After the money was deposited into Mr. Hammond’s bank account, two people reportedly had the animal transported first to Nevada, then to California. The animal was delivered to the buyer in October 2017, and police officers confiscated the animal from that buyer in January 2018, the indictment said. A month later, Mr. Hammond informed police officers that he had sold the animal to a person in Nevada who is charged with allowing monkeys.

In March 2016, according to the indictment, Mr Hammond sold a cotton tamarin – a small primate that the federal government is designating as critically endangered – to a person in Wisconsin. In April 2017, he sold another to a person in Alabama; and in October he sold two cotton tamarins to a person in South Carolina, the prosecution said.

Cotton tamarins are one of the smallest primates in the world. Although small, they are “big in hair and loud” with a “shock of white fur” around their skulls in what appears to be an “Einsteinian Mohawk,” as an article in the New York Times once described. The article playfully referred to them as “punks among monkeys” and said that they “make beautiful punk music, squeak, whistle, chirp, let go with cutting screams”.

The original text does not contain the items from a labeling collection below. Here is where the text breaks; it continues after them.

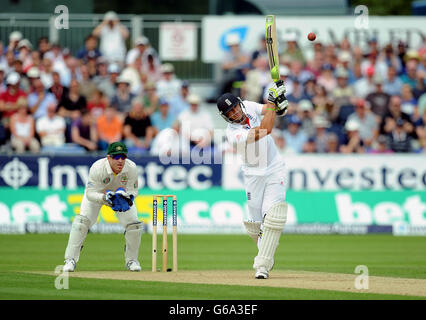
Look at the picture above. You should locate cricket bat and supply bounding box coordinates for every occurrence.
[265,15,287,116]
[265,15,280,82]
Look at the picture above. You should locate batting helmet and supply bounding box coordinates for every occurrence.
[217,93,244,123]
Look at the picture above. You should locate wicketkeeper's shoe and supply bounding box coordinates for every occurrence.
[62,259,75,272]
[255,267,269,279]
[126,260,142,272]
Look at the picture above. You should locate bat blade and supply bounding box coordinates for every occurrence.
[265,15,280,82]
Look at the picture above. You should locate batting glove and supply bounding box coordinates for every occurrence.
[275,96,288,117]
[268,80,286,104]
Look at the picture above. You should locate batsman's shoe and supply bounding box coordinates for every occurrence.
[62,259,76,272]
[255,267,269,279]
[127,260,142,272]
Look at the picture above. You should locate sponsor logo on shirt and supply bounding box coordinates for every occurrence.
[121,176,128,184]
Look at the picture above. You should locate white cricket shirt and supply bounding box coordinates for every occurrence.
[226,101,284,176]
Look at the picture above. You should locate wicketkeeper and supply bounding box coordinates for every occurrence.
[217,81,288,279]
[63,142,142,271]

In August 2020, Mr. Hammond tried to convince one of his customers to do so Mistakenly tell law enforcement officers that the indictment states that she bought Tamarine at a flea market and not from Mr. Hammond.

According to prosecutors, that customer bought the animals from Mr Hammond and later returned them to him “with the intent of preventing officials from delaying and preventing” from learning of the transaction.